Ils amenèrent une religieuse morte à la morgue, mais lorsque sa robe fut coupée, un message apparut sur sa peau : « Ne pratiquez pas l’autopsie. » Ce qui suivit ressemblait moins à un miracle qu’à un véritable cauchemar.

Ils amenèrent une religieuse morte à la morgue, mais lorsque sa robe fut coupée, un message apparut sur sa peau : « Ne pratiquez pas l’autopsie. »

Ce qui suivit ressemblait moins à un miracle qu’à un véritable cauchemar.

Fonseca resta ferme, la main agrippant la porte froide comme pour se raccrocher à quelque chose.

La Mère Supérieure l’observait attentivement, sa voix calme portant sous sa douceur une nuance calculée.

Camilo restait en retrait, figé, les yeux passant nerveusement d’elle au corps.

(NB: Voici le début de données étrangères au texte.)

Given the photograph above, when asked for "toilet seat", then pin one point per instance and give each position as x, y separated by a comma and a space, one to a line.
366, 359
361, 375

Malgré son malaise, Fonseca la laissa entrer — à peine. Elle avança sans attendre, sa présence modifiant subtilement l’atmosphère de la pièce.

Dans la salle d’autopsie, elle s’approcha du corps avec une révérence maîtrisée, mais son attention ne se portait pas sur la jeune religieuse ; elle fixait plutôt l’habit, comme si elle cherchait quelque chose de caché.

La nervosité de Camilo attira son regard ; elle remarqua plus que ce qu’elle aurait dû. Fonseca intervint, masquant sa tension, mais l’inquiétude grandissait.

Il se rappela l’avertissement : ne faites pas confiance à la Mère Supérieure.

Alors que sa main planait au-dessus du corps, il ressentit une urgence soudaine. Le choix n’était plus lointain. Le silence signifiait le refus ; parler signifiait le risque.

— Vous ne devriez pas la toucher, dit-il enfin, d’une voix ferme mais calme.

Elle abaissa lentement sa main et croisa son regard. — Pourquoi ? demanda-t-elle doucement.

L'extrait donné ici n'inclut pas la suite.